Disconnected
Ever get the feeling you’re disconnected from your own life?
It’s a funny feeling, in the pit of your chest, literally like your heart is hurting. It’s as though you no longer know or remember who the true-you is. Did you ever know? The closest I’ve ever heard it described is on real-life medical shows when they tell the patient that a side effect of a medication is a feeling of ‘impending doom’. I remember having this feeling for the very first time when I was about 6 years old. I know I was around this age, because we still lived in England at the time. Nothing out of the ordinary had happened, but I felt a disconnection from myself and those around me, which suddenly caused me to feel so incredibly sad that I burst into tears. The feeling passed after a few moments, and even now as I try to recall more recent episodes of this feeling, I can’t put my finger on its trigger.

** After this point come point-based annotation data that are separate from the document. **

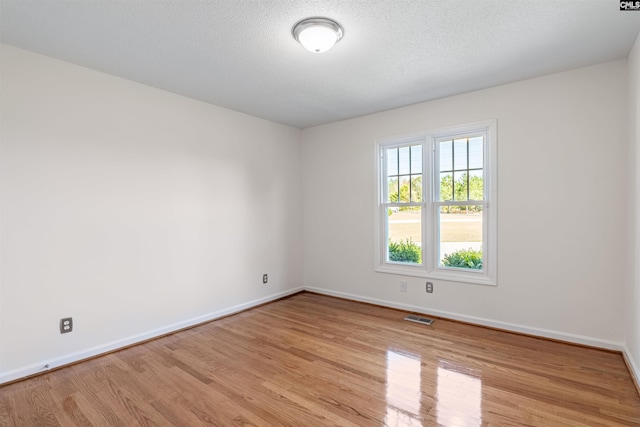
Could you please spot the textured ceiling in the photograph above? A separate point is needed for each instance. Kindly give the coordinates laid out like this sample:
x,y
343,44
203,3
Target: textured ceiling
x,y
240,54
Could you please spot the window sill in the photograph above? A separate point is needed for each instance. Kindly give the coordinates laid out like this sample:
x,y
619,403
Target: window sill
x,y
454,276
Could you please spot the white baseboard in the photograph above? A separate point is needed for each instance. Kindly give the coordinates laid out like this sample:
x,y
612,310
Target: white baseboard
x,y
46,365
544,333
633,368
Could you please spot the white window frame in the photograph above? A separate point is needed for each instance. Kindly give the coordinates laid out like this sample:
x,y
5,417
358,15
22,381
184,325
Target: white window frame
x,y
430,239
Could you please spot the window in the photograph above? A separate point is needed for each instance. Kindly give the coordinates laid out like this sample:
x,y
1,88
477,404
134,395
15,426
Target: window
x,y
436,204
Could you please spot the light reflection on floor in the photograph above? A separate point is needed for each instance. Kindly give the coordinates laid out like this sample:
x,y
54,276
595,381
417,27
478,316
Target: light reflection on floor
x,y
459,398
403,389
457,394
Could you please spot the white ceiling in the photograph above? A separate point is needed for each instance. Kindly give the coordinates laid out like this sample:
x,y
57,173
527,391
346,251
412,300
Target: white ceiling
x,y
240,54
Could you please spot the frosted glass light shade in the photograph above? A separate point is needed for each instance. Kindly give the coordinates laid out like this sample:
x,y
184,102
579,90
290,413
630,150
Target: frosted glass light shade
x,y
317,35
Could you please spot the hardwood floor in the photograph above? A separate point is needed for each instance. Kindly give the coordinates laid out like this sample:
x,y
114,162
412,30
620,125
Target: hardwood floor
x,y
312,360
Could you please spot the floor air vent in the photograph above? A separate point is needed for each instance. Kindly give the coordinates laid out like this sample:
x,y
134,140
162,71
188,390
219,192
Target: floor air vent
x,y
418,319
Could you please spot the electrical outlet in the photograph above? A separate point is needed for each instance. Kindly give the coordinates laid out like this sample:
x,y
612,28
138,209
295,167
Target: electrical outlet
x,y
66,325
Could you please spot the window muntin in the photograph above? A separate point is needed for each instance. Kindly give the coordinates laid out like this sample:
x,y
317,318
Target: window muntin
x,y
403,203
460,166
437,197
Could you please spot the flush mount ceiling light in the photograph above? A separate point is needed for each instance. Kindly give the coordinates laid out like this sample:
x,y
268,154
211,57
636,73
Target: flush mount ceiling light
x,y
317,35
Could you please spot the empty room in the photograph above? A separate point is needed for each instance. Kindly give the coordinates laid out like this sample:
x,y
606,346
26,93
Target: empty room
x,y
311,213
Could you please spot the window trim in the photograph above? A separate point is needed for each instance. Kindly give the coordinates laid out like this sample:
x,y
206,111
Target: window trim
x,y
429,267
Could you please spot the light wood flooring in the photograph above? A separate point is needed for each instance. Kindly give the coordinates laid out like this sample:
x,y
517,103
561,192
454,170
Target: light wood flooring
x,y
312,360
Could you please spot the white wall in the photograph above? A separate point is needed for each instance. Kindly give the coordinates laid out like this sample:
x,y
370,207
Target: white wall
x,y
632,324
563,198
134,210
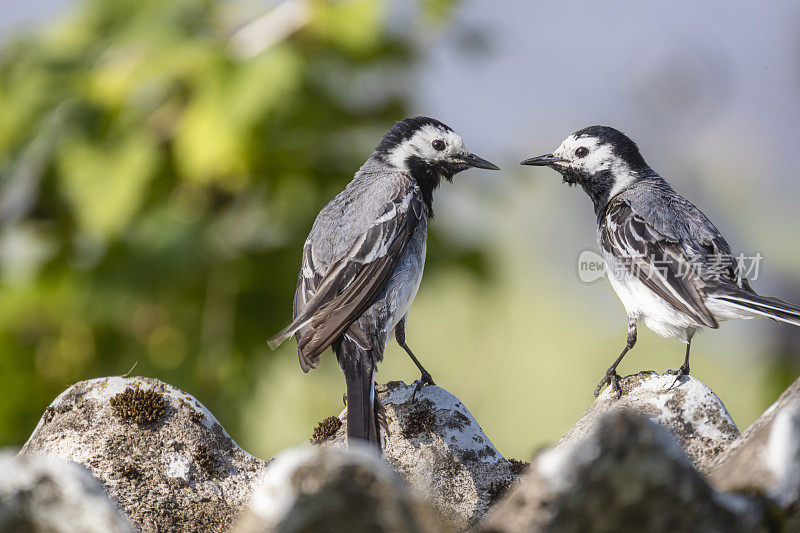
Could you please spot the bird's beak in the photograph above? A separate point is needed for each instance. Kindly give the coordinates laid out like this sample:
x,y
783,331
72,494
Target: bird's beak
x,y
547,160
477,162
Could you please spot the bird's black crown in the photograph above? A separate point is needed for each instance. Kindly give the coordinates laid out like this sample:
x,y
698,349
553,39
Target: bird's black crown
x,y
404,130
621,144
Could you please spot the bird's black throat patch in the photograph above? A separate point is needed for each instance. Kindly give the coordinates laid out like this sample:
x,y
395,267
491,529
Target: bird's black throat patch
x,y
428,176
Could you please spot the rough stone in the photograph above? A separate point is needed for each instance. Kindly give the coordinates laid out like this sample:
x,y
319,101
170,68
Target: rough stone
x,y
690,411
336,490
54,495
436,445
625,474
163,457
766,458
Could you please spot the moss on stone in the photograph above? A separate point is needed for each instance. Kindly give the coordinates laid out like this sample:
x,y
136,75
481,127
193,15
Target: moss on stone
x,y
139,406
325,430
418,421
517,466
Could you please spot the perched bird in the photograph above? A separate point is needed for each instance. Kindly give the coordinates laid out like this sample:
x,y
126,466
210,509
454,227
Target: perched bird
x,y
362,262
667,262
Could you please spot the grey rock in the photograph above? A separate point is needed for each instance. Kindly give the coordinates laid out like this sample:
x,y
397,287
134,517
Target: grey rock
x,y
690,411
163,457
766,458
625,474
438,448
329,489
53,495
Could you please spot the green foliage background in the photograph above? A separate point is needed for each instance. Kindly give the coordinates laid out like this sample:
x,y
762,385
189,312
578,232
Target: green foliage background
x,y
156,182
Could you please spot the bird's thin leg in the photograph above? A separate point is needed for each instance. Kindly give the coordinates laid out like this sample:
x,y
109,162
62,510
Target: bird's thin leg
x,y
400,336
611,377
684,369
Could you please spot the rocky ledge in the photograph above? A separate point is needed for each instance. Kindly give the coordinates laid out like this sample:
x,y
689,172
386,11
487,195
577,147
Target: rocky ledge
x,y
150,457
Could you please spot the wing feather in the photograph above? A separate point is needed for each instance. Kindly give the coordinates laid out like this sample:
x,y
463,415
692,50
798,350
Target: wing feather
x,y
327,304
659,262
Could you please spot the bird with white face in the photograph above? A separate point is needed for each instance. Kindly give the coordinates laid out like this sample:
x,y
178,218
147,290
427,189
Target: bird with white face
x,y
362,262
667,262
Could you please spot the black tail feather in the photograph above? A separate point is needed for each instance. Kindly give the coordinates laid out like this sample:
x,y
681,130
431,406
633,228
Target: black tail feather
x,y
362,422
766,306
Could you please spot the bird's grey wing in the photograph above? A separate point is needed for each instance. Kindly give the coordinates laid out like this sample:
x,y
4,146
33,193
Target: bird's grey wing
x,y
679,220
658,261
327,305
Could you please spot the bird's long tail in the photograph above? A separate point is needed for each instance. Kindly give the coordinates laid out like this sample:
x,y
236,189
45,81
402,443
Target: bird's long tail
x,y
362,422
766,306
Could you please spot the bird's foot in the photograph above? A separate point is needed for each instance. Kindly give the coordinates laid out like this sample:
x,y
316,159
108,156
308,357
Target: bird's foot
x,y
611,378
682,371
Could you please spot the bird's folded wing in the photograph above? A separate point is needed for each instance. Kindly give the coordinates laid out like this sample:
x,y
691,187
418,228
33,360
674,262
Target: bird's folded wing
x,y
659,262
327,304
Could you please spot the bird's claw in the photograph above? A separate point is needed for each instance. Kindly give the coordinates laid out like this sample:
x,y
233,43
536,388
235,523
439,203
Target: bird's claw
x,y
611,378
682,371
426,379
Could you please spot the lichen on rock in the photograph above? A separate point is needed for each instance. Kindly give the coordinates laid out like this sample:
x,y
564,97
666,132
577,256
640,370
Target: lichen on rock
x,y
163,458
689,410
438,447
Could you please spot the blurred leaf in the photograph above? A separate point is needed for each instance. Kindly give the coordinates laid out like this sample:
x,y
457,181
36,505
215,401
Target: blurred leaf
x,y
355,25
105,182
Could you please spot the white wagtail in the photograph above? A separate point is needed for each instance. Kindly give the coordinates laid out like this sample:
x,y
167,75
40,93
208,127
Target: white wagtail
x,y
362,262
667,262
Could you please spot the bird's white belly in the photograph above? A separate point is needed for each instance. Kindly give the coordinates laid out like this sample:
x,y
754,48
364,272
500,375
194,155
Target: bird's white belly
x,y
643,304
405,280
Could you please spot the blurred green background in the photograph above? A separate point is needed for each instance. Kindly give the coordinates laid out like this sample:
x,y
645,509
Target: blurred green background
x,y
161,162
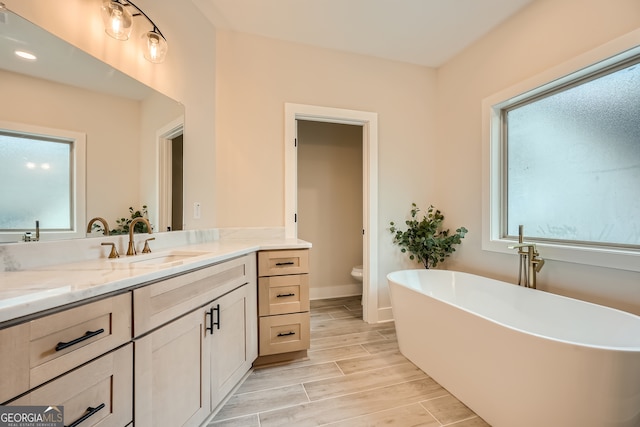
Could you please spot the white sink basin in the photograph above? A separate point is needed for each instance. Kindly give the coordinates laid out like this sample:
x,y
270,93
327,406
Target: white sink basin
x,y
160,259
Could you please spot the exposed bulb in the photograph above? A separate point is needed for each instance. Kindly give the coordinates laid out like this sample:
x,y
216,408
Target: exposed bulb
x,y
156,47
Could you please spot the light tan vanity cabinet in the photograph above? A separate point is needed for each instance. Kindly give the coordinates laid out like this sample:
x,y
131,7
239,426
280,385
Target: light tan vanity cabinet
x,y
37,351
195,339
98,393
170,374
233,339
283,301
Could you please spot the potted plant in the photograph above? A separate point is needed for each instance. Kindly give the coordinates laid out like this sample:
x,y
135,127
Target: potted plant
x,y
425,239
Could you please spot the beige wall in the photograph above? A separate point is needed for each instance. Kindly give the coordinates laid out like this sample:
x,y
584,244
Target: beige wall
x,y
256,76
330,205
543,36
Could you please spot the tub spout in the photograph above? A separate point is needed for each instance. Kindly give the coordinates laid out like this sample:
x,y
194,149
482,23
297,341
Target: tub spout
x,y
530,261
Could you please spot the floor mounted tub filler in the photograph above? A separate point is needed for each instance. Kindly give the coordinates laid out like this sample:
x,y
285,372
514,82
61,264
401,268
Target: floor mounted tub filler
x,y
518,356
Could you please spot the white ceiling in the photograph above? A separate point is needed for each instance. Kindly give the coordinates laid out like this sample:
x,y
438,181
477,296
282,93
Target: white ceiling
x,y
424,32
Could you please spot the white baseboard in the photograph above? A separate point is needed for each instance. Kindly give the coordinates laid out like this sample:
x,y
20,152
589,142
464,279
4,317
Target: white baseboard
x,y
385,314
339,291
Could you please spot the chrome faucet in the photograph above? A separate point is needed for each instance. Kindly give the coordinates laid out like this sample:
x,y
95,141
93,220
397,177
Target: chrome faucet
x,y
530,261
132,249
105,226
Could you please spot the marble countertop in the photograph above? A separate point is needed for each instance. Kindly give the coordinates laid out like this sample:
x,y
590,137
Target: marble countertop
x,y
26,292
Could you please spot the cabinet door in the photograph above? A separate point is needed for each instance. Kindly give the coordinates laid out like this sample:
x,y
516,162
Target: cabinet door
x,y
96,394
171,378
233,339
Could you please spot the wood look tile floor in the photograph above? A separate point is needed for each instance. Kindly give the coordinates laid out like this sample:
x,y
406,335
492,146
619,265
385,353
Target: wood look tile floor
x,y
355,376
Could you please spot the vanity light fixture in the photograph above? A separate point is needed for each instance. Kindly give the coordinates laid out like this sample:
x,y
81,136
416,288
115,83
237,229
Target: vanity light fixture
x,y
118,22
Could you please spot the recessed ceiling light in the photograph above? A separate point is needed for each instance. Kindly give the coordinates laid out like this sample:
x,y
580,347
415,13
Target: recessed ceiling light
x,y
26,55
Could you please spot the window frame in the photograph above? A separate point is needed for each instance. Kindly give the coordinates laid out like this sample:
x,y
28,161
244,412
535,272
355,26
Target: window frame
x,y
494,168
78,143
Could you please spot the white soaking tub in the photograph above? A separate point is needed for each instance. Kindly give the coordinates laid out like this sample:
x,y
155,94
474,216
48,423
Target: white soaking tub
x,y
519,356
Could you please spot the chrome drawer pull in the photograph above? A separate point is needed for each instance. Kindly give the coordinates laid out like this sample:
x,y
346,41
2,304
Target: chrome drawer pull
x,y
89,334
90,411
285,295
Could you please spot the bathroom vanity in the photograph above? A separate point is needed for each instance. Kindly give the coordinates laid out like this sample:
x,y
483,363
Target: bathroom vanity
x,y
156,339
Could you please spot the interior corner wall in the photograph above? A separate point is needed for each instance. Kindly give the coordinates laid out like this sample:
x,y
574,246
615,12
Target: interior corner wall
x,y
256,76
544,35
330,205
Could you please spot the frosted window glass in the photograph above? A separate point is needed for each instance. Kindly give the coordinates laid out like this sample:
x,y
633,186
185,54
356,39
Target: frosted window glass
x,y
35,183
573,169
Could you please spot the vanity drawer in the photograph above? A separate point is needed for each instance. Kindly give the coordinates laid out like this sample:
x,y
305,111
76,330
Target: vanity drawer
x,y
160,303
62,341
284,333
101,390
47,347
281,262
283,294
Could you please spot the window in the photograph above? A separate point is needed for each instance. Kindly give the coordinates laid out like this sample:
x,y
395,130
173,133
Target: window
x,y
573,161
563,160
41,179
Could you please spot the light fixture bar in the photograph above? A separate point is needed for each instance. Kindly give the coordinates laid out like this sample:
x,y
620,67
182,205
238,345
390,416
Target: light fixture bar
x,y
118,22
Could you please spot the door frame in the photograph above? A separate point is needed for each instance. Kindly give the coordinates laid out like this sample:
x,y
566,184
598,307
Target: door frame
x,y
164,135
369,123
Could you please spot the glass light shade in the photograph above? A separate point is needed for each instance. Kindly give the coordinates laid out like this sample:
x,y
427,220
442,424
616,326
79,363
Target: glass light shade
x,y
117,20
155,47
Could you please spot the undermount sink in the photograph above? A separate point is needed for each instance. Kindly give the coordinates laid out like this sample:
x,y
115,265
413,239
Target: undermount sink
x,y
159,259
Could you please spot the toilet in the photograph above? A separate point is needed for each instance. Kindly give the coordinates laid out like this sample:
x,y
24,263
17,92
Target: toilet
x,y
356,273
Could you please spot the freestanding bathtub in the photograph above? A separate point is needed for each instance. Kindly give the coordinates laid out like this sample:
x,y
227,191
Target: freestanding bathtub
x,y
520,357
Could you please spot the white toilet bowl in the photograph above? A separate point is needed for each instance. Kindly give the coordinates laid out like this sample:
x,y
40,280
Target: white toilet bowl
x,y
356,273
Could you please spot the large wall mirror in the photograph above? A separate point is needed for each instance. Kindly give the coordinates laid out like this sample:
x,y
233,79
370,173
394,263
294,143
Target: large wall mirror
x,y
132,136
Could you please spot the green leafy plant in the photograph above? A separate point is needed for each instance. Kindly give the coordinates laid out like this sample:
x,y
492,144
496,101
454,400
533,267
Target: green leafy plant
x,y
124,223
424,239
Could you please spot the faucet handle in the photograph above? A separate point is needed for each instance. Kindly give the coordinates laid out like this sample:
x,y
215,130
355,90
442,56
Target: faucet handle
x,y
114,253
146,248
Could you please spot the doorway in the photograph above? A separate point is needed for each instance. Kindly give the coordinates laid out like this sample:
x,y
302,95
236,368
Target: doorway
x,y
369,123
330,205
177,192
170,176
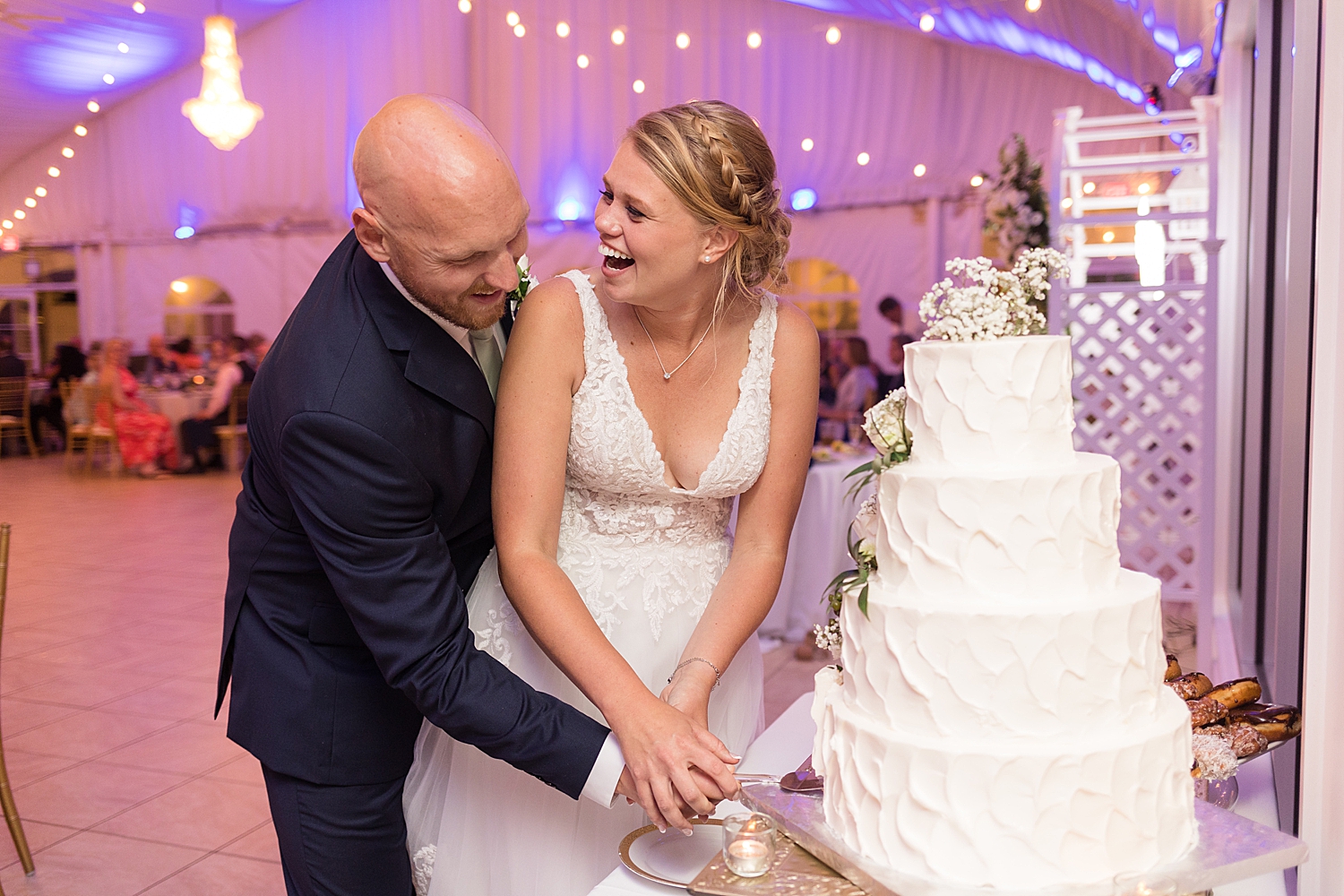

Sometimes it happens, it goes away, I feel fine and forget about it. As I get older, I’m beginning to worry more about it. My family has a history of mental illness, both diagnosed (great-aunts institutionalised) and undiagnosed (my mother has had a ‘mid-life crisis’ of sorts over the past four years, my sister has shown signs of having some rather large issues, both biological grandfathers have addictive personalities… one to women and generally being a butthead, the other to alcohol). I suppose I feel nervous that perhaps I might be next. I feel completely normal almost all the time, but once every few months, I’ll have a ‘moment’ where I feel like I don’t even know myself.
I think there is concern from my husband as well, that maybe I’ll do what my Mum did, throw up my hands, tell him to “get fucked, I want my youth back”, take half of everything we built together and proceed to piss it up the wall on plastic surgery and other bullshit. I can’t think of anything worse, I really can’t stand that element of my mother’s personality and her life, and cannot imagine going down the same road. But I doubt that was her plan either in her early twenties. How can I guarantee it? I want to be there for him forever, but what if my mind does all of a sudden decide it wants to be pashing young things at the disco once again… and the only thing standing in my way of that and world full of other fun is my husband?
Sometimes I feel like I can’t trust my mind in 20 years time. Is being aware of the possibility enough to stop it coming true?